Lautenberg insisted that unless the background checks could be extended to the three days required of licensed dealers in gun shops, "we would still be left with a significant number of people who wouldn't be checked."
With the instant check system now in place in most states, background checks to ensure that a gun buyer has no criminal record or history of mental problems can be performed in minutes.
But in about one-fourth of the potential sales, the checks take longer because something shows up in the record. Lautenberg argues that the FBI should be given longer than 24 hours to determine whether the sale should be permitted.
Other gun control measures added earlier to the bill, would:
Ban anyone convicted of a crime as a juvenile from ever owning a gun.
Require gun merchants to make safety locks available for purchase along with guns.
Ban the import of ammunition clips.
Bar youths under 18 from buying or owning semiautomatic assault rifles; they are already denied handgun ownership.

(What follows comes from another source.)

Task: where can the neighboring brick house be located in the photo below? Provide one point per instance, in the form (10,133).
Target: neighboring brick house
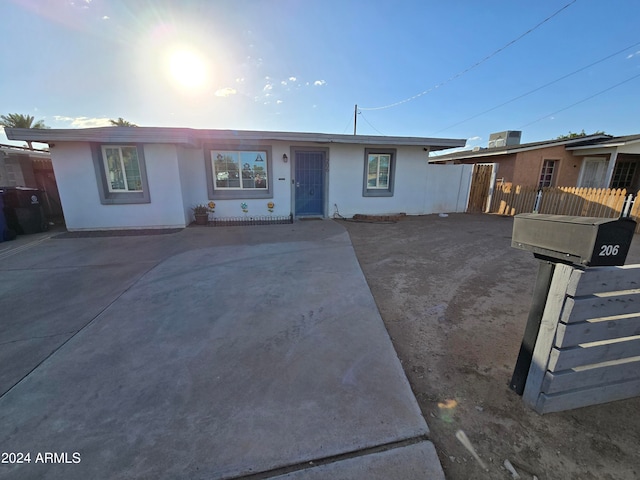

"Some of these things are headaches, but there's been no major incursions upon the Second Amendment," said Sen. Jeff Sessions, an Alabama Republican who opposed the measures.
Gun control advocates acknowledged that their victories amount to relatively small steps forward. But they asserted that the underlying message of their success was that the gun lobby's longtime hold on Congress had been broken.
"I think this is the most significant change in gun control since the Democrats lost the Congress in 1994," said Sen. Charles E. Schumer, a New York Democrat who has been active in the gun control fight. "It will never be the same again."
Sun staff writer David Folkenflik contributed to this article.